The key thing to notice here is that in all of these business models, with the exception of the first one, no one is directly paying you for the act of playing tennis. Rather, the act of playing tennis enhances your skills and reputation, and then you leverage those enhanced skills and reputation to sell other attibutes, like advertisements, speeches, or lessons. Indeed, only a tiny fraction of the most elite tennis players can attract large enough audiences to make money charging admission, while the market for lessons is much larger.
Free software business models work the same way. You give away your software—which is cheap because copies of software have a zero marginal cost—and once your software is popular, you use that popularity to sell them other stuff, like a support contract (Red Hat), consulting work (IBM), hardware devices (Google, Apple), web services (Google, Facebook) and so forth.

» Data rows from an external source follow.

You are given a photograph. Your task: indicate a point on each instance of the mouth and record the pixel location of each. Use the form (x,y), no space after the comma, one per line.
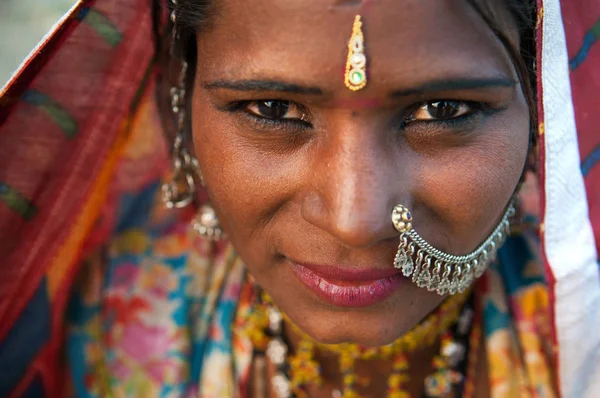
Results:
(350,288)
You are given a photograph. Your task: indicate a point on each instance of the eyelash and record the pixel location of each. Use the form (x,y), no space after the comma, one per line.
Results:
(261,122)
(297,125)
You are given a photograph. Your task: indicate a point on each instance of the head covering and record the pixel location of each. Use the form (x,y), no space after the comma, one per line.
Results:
(82,107)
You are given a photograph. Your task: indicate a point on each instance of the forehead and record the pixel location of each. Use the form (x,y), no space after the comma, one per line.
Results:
(306,40)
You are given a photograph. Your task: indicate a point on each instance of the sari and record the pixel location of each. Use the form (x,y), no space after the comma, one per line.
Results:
(104,293)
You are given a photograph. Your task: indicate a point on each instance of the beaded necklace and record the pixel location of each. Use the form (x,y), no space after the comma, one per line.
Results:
(450,324)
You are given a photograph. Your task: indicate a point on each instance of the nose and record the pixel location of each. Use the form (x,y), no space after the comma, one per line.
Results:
(356,181)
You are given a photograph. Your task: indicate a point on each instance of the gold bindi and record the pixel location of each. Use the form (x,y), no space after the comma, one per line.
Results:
(356,64)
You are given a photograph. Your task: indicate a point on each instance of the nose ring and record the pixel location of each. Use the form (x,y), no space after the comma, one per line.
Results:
(401,218)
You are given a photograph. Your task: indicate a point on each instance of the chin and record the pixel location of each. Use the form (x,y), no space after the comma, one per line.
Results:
(369,330)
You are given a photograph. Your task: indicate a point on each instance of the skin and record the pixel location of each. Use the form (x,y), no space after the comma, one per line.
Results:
(323,192)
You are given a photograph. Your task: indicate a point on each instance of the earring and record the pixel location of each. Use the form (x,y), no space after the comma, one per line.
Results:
(439,271)
(180,190)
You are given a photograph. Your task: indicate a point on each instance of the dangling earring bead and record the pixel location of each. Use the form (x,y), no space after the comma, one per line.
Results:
(436,270)
(207,224)
(355,77)
(180,189)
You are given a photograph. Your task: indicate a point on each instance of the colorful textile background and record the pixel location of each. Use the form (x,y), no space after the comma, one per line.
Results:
(77,123)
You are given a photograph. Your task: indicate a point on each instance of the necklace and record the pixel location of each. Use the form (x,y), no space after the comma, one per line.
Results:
(450,324)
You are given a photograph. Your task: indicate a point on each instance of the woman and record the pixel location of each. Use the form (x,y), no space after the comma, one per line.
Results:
(354,168)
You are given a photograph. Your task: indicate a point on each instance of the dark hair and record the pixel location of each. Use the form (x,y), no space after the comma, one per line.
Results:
(194,16)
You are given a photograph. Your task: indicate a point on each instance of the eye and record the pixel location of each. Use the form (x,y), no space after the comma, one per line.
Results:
(275,109)
(441,110)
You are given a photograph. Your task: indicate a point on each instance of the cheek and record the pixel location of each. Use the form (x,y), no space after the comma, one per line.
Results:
(245,185)
(465,191)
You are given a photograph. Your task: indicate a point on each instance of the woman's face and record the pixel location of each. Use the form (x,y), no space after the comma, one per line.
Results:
(303,173)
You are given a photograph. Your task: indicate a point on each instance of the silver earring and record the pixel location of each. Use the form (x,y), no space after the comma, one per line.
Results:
(180,190)
(436,270)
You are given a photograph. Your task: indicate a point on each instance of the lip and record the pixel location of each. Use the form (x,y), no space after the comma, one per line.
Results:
(346,287)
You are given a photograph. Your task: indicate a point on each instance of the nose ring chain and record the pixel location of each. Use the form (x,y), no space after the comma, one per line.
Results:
(435,270)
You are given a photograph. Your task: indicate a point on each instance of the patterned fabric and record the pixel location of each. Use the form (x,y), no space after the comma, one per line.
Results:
(81,157)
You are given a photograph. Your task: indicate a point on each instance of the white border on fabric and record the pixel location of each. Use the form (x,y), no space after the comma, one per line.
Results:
(38,47)
(569,239)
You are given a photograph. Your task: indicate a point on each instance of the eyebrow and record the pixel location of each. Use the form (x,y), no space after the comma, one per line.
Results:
(434,86)
(457,84)
(263,85)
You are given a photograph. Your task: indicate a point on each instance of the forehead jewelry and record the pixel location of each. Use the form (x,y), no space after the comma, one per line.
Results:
(436,270)
(356,64)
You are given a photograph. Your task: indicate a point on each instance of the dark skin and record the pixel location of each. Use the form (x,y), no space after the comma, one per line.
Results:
(317,182)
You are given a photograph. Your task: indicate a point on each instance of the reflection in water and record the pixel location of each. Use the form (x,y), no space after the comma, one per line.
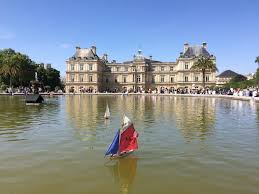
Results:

This isn’t as weird as it seems. It’s how many information businesses have always worked. Newspapers sell their physical product at cost and make their money selling ads. Television stations give away programming and sell ads. HP sells cheap printers and makes a killing on ink.
I recommend this podcast from the Software Freedom Law Center (previously discussed here), which discusses the history of Cygnus (an abbreviation for “Cygnus: Your GNU Support”–aren’t nerds funny?), a company that was founded to make money providing support for Stallman’s GNU project. One of the basic pieces of infrastructure that every computer system needs is called a compiler. GNU included a compiler called gcc that was popular within the computer industry. When a hardware company created a new hardware platform, one of the first things they need to create is a compiler, and it was cheaper to modify gcc than to build a compiler from scratch. As Bradley Kuhn tells the story, Cygnus literally could not keep up with the demand from firms wanting Cygnus to help them customize gcc for their own hardware platforms. At one point in the late 1980s, they had a waiting list several months long to become a customer of Cygnus’s compiler group, and Cygnus would hire pretty much any programmer with experience hacking on gcc.
Anyway, I think the fundamental point to make here is that computer programming is not an inherently commercial activity (any more than playing tennis is), and there’s nothing magical about the Microsoft/Adobe business model of selling copies. If your goal is to sell copies of your software to people, then a free software license probably isn’t for you. But there are lots of circumstances where people create software for reasons other than wanting to sell copies: for internal company use, for academic research, because they need it to make a hardware product work, as an ad-supported web service etc. In many of those circumstances, the limitations of proprietary software just get in the way.